Transcendentalism is a literary, philosophical, and cultural movement that began in New England in the mid 19th century. Its theories were espoused and encouraged by writers like Ralph Waldo Emerson and Henry David Thoreau. The ministers Frederick Henry Hedge and Theodore Parker were important transcendentalists, as was Sophia Peabody, Nathaniel Hawthorne’s wife.
The concept is based in theories preceding it. Most influential were the writings of the 18th century philosopher Immanuel Kant, who theorized that the only true knowledge was that which could be known instinctively instead of proved empirically. A vastly important additional influence was the work of the Romantic poets, particularly William Wordsworth and Samuel Taylor Coleridge. Some people refer to transcendentalism as American Romanticism.
Instead of embracing traditional Christian theory, Wordsworth and Coleridge believed that people had an innate sense of the spiritual, a spiritual knowledge that transcended what could be known empirically, or what could be corrupted by the senses. Transcendentalists were also reacting against the spiritual tradition of the Unitarian church, a non-trinitarian form of Christianity. Sometimes, they were also specifically opposed to the theories espoused during the Enlightenment and the Age of Reason.
Unitarians at that time embraced the idea that reason, science, and philosophy helped people to discover the purpose of life and the spiritual world. Those who adopted transcendentalism felt that scholarship directly interfered with innate knowing, and clouded the senses rather than clearing them for personal perception of the divine. The divine was there to be felt rather than something one had to be convinced of. Some straddled the fence on this issue; Emerson was both naturalist and transcendentalist. Many Unitarian ministers became transcendentalists at this time.
The poets and writers associated with this movement especially expressed the sense of awareness that could be had from being “in nature.” This was certainly a direct reflection of the English Romantic movement in poetry. Wordsworth and others specifically celebrated nature as the source of the divine, not just the outdoors and the natural manifestations of earth, but also the essence or nature of the human.
From Emerson’s work Nature the concepts of transcendentalism are well expressed:
"Standing on the bare ground, — my head bathed by the blithe air, and uplifted into infinite space, — all mean egotism vanishes. I become a transparent eye-ball; I am nothing; I see all; the currents of the Universal Being circulate through me; I am part or particle of God."
The sense in Emerson and writers like him is that the natural world allows people to shed the perceptual rational part of themselves, to instead engage actively with the divine.

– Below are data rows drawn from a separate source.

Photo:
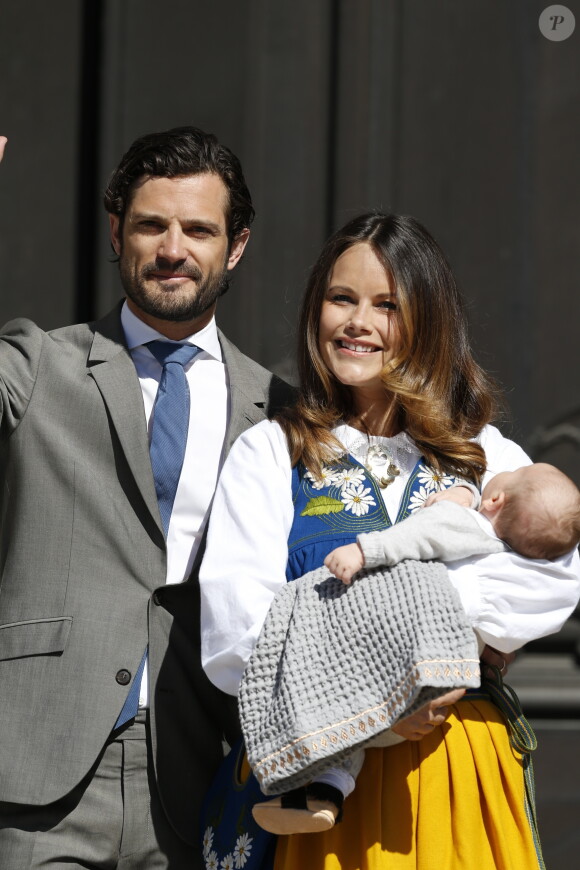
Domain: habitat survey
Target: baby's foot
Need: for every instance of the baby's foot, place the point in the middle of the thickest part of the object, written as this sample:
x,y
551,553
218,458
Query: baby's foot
x,y
315,807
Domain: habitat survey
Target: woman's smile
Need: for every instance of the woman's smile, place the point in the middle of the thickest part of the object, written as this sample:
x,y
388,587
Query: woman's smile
x,y
359,330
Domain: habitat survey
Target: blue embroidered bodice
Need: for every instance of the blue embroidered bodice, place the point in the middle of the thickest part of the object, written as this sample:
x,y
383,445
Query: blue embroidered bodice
x,y
346,502
327,513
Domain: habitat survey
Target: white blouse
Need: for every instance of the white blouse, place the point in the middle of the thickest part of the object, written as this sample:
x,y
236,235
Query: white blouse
x,y
509,599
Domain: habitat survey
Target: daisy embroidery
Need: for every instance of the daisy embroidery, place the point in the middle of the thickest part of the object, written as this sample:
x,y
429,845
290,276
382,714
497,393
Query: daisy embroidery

Another extremely important work related to this movement is Henry David Thoreau’s Walden. The poetry of Walt Whitman, particularly Leaves of Grass, is a vital explanation of the movement. William Cullen Bryant and his master poem “Thanatopsis” are also important.
Another key feature of the movement was its growing respect and value for the position of women. It was out of transcendentalism that women in the United States would begin to campaign for the vote. This movement also embraced a transcendent love of all races, and took up the cause of unjust treatment of Native Americans and slaves. Not every transcendentalist was concerned about these reforms, but many of them used their instincts to listen to the human nature of essential equality, since humans are all, as Emerson said, “part or particle of God.”